- Intellia has optimized its core LNP technology to work across multiple targets within the liver.
- Now the company is branching into in vivo targets in bone marrow and HSC.
- Intellia is years ahead of its CRISPR competitors with its LNP technology.
Over the past several years, Intellia (NASDAQ:NTLA) has been developing the most advanced CRISPR in vivo platform in the industry. While CRISPR Therapeutics (CRSP) has captured the market’s attention with their industry leading treatment for sickle cell and beta-thalassemia (CTX-001), Intellia has presented by far the most advanced in vivo data to this point and has a new encouraging treatment paradigm that could ultimately capture and treat the largest share of the sickle cell disease population. This article will illustrate the company’s in vivo advancements and show how Intellia could end up being the most successful CRISPR company.
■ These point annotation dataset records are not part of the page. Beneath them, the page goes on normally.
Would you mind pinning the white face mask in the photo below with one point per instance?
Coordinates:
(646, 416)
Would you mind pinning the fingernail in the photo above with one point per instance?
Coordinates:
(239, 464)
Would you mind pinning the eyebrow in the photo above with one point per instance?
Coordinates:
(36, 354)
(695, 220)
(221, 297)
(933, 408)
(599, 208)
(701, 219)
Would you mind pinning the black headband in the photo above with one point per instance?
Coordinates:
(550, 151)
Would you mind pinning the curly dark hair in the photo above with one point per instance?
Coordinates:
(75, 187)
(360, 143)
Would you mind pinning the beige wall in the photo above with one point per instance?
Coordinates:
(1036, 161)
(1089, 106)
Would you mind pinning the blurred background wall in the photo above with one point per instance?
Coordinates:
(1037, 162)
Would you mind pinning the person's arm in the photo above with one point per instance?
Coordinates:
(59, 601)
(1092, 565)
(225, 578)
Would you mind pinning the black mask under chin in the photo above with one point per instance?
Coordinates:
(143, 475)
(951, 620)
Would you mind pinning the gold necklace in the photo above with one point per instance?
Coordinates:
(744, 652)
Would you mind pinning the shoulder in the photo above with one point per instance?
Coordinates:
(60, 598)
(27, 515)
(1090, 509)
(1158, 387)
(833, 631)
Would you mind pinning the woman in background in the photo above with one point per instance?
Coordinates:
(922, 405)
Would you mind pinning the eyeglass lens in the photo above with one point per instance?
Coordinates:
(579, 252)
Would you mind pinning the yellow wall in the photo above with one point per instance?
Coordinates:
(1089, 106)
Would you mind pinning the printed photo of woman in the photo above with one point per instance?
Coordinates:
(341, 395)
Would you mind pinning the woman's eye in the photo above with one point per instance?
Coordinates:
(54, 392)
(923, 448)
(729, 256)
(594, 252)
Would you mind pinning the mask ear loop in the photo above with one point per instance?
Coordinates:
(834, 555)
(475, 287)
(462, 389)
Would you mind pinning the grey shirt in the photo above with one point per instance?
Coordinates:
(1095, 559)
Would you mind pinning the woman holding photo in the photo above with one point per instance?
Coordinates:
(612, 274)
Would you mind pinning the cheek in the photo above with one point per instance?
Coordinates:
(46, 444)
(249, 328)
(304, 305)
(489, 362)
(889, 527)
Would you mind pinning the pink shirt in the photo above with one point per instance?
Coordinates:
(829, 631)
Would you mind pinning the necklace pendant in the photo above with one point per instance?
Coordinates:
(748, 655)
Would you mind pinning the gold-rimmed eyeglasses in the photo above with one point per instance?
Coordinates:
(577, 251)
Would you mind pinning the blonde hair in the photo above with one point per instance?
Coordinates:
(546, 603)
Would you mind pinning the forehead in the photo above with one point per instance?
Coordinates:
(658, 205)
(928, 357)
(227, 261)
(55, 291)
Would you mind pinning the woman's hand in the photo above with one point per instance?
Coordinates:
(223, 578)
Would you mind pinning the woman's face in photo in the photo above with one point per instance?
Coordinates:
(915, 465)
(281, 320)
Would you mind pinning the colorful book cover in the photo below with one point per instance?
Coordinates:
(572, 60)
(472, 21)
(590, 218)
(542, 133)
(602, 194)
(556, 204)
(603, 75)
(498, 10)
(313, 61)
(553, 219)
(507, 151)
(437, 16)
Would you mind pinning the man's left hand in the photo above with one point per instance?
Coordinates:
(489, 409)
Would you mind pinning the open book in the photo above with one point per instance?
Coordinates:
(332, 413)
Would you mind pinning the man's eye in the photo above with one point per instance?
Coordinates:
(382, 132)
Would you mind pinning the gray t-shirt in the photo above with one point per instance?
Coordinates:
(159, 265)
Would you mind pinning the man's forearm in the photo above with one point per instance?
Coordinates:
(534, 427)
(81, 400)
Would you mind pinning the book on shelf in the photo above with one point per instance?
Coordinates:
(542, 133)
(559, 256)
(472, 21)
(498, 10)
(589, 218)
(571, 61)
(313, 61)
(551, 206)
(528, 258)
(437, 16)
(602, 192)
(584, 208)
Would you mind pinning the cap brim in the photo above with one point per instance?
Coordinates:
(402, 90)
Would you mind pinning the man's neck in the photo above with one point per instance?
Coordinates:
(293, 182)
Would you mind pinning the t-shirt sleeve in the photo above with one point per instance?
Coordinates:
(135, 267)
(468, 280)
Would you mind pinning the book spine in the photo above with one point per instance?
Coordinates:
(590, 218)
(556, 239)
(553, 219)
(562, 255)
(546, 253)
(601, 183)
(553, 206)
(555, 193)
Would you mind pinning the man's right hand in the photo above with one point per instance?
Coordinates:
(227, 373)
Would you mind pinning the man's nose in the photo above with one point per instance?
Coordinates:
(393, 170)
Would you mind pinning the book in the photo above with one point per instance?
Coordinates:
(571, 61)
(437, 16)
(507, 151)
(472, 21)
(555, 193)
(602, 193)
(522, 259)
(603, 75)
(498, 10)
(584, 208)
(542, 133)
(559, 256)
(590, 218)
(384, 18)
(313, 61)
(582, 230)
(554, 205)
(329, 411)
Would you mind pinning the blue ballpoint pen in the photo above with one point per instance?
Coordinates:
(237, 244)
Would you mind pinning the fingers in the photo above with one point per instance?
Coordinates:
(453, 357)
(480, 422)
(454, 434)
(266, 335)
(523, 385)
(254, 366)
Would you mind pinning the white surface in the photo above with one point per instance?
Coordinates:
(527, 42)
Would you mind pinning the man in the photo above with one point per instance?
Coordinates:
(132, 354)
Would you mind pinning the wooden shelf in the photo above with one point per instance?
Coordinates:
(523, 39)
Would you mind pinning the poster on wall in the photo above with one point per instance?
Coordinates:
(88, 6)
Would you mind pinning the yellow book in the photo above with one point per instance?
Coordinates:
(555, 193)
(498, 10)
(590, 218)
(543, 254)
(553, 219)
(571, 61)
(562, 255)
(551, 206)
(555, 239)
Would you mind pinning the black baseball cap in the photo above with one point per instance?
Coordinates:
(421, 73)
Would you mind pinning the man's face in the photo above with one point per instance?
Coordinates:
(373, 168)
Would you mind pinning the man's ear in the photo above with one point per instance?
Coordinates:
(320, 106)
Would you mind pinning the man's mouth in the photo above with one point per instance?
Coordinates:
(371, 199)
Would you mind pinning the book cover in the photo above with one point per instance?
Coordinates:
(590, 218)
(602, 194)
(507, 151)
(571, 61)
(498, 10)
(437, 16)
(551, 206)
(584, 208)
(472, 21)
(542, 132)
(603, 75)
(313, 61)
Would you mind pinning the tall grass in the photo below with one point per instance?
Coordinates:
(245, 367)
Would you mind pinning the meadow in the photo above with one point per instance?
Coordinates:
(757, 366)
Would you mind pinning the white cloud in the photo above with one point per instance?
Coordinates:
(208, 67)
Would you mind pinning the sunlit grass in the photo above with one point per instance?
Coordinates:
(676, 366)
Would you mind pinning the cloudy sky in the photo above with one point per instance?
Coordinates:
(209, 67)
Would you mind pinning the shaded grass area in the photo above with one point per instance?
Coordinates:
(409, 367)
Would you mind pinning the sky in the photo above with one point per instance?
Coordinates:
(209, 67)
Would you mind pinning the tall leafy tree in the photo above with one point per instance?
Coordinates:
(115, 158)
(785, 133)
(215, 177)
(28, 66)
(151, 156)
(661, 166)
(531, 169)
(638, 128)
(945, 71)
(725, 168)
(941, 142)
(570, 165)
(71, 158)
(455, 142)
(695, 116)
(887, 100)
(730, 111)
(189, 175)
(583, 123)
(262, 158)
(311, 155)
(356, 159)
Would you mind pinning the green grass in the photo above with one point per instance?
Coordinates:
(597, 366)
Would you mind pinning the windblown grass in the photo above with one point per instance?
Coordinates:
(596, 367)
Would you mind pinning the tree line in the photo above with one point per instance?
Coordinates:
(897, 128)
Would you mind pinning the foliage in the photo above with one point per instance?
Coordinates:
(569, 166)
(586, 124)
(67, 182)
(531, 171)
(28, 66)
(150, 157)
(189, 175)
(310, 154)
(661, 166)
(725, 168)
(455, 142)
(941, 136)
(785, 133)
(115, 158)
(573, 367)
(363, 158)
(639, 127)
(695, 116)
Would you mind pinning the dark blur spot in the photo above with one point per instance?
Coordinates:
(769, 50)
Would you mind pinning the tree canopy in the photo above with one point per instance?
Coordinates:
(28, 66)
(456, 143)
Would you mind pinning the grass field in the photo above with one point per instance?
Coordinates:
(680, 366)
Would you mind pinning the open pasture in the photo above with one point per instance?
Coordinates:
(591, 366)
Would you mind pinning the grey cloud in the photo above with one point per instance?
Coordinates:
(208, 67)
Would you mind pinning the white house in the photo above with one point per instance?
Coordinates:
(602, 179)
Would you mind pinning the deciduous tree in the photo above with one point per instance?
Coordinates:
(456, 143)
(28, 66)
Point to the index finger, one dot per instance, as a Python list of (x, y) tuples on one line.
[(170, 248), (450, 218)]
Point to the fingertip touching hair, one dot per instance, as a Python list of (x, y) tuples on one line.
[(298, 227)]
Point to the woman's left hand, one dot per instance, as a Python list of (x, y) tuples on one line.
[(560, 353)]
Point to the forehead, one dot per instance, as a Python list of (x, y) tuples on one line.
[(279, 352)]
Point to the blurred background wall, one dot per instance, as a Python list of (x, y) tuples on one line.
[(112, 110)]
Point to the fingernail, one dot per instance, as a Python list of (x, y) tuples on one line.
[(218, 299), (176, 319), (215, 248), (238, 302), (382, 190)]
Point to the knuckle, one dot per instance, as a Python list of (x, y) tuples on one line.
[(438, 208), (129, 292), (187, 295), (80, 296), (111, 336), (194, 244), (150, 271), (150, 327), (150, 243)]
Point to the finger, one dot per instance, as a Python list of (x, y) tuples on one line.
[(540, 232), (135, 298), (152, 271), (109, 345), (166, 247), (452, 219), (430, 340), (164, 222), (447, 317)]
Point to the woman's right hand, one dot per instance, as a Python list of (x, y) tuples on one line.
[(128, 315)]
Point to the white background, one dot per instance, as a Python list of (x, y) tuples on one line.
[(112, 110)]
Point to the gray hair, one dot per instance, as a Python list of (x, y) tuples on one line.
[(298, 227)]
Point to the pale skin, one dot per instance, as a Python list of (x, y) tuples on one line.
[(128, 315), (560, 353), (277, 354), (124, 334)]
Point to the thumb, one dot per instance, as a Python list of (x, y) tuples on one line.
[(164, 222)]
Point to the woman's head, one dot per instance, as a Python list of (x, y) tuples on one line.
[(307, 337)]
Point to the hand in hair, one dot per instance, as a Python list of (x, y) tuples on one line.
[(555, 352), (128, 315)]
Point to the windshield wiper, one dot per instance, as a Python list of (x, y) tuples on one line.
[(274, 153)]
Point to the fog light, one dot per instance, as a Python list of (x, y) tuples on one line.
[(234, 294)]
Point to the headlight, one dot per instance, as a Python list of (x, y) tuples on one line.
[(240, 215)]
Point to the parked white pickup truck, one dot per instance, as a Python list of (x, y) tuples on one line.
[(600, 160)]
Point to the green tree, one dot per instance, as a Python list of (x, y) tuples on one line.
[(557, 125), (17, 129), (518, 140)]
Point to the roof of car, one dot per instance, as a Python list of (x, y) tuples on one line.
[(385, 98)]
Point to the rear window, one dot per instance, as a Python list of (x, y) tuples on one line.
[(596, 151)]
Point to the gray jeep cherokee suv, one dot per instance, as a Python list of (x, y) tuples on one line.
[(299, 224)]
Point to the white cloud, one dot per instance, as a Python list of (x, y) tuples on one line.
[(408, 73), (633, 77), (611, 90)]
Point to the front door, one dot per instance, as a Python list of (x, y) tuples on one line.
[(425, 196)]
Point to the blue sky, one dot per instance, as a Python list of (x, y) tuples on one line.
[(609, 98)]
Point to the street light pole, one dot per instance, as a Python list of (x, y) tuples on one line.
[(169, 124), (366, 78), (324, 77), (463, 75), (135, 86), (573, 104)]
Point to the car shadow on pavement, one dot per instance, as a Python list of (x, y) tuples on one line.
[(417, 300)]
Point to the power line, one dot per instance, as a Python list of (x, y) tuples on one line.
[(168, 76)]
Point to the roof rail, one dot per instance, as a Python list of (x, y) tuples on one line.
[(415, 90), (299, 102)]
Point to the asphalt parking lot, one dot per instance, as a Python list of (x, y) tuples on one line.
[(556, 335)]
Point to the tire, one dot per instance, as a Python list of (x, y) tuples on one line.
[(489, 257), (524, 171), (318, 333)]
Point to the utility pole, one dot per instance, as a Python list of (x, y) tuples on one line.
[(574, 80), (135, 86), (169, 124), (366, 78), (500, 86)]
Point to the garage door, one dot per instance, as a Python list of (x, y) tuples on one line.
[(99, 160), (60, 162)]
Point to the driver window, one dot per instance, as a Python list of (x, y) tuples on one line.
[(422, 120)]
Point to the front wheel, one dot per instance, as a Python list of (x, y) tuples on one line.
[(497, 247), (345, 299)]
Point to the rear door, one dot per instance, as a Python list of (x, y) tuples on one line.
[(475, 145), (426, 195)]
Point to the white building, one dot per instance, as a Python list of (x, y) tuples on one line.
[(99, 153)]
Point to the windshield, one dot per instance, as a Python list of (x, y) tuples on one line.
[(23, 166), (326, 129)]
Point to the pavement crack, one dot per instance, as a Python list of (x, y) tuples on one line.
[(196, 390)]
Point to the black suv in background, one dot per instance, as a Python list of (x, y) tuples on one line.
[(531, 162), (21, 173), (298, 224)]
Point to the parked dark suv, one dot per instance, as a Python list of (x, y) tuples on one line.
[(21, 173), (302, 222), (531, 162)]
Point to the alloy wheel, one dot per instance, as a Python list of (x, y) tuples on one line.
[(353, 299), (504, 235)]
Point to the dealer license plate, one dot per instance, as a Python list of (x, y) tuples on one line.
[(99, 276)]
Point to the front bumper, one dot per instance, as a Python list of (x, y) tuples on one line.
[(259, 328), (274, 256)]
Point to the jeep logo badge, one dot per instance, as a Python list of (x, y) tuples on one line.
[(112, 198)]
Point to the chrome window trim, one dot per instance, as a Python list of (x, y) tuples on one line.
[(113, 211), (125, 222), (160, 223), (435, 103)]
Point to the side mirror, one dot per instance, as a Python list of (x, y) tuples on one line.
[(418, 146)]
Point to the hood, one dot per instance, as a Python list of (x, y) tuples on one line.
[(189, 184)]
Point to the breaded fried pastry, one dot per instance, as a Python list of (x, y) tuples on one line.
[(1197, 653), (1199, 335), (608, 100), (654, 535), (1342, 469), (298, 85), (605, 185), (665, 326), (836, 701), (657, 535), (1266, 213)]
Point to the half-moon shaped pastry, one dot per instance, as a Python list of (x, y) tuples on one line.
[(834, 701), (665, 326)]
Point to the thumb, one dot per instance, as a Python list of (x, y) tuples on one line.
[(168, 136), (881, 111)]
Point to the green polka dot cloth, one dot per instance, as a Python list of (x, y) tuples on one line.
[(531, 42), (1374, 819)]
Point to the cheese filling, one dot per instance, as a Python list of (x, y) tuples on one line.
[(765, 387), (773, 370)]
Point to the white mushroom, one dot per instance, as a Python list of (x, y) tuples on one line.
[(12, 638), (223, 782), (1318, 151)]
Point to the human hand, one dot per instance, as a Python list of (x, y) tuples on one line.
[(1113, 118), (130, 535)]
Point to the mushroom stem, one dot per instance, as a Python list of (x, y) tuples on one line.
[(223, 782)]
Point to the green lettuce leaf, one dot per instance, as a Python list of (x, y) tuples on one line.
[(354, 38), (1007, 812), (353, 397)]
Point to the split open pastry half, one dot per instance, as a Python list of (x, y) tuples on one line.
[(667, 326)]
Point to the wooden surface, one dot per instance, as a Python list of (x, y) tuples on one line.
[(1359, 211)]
Early In Vivo Advancements
Source: Intellia Presentation 2018
In late 2018, Intellia made an in vivo advancement to their lipid nanoparticle (LNP) cargo components that resulted in a huge gain in efficacy. The advancement was so good, the company decided to delay their IND submission for their lead candidate, NTLA-2001, by roughly 6 months and push it out until 2020. A pre-clinical biotech company, significantly delaying their lead candidate by 6 months, is usually a huge red flag, but in the case of Intellia it provided the groundwork for their entire in vivo platform. The delay allowed the company to include the enhanced cargo components into their lead candidate. The enhancements resulted in a very predictable spread of high levels of editing using a lower dosage than previous iterations. The result was editing in the liver of nearly 80% and TTR protein knockdown of around 95%.
Source: Intellia Presentation 2021
Intellia knew NTLA-2001 was the proving ground for their entire platform focused on the liver and delaying its lead program by 6 months would have tremendous advantages for subsequent targets in the liver. Additional liver targets would use the same LNP technology and only require minor edits to the guide RNA. Intellia quickly followed its ATTR candidate with new work on hereditary angioedema (HAE). Here, the company utilized its initial LNP optimization for ATTR and applied it directly to the HAE program with only having to change a small portion of the guide RNA. The preclinical results show the same magnitude of efficacy of around 95% of target protein knock down.
Intellia has laid out focusing on the liver before branching out to other organs or systems in the body. Most recently, the company announced a major advancement that largely flew under the radar. Intellia presented data showing the ability to target bone marrow with a newly optimize bone marrow-tropic LNP. The company is aggressively advancing its LNP technology into bone marrow targets, so it can pursue sickle cell disease and potentially avoid major obstacles that conventional bone marrow transplants face.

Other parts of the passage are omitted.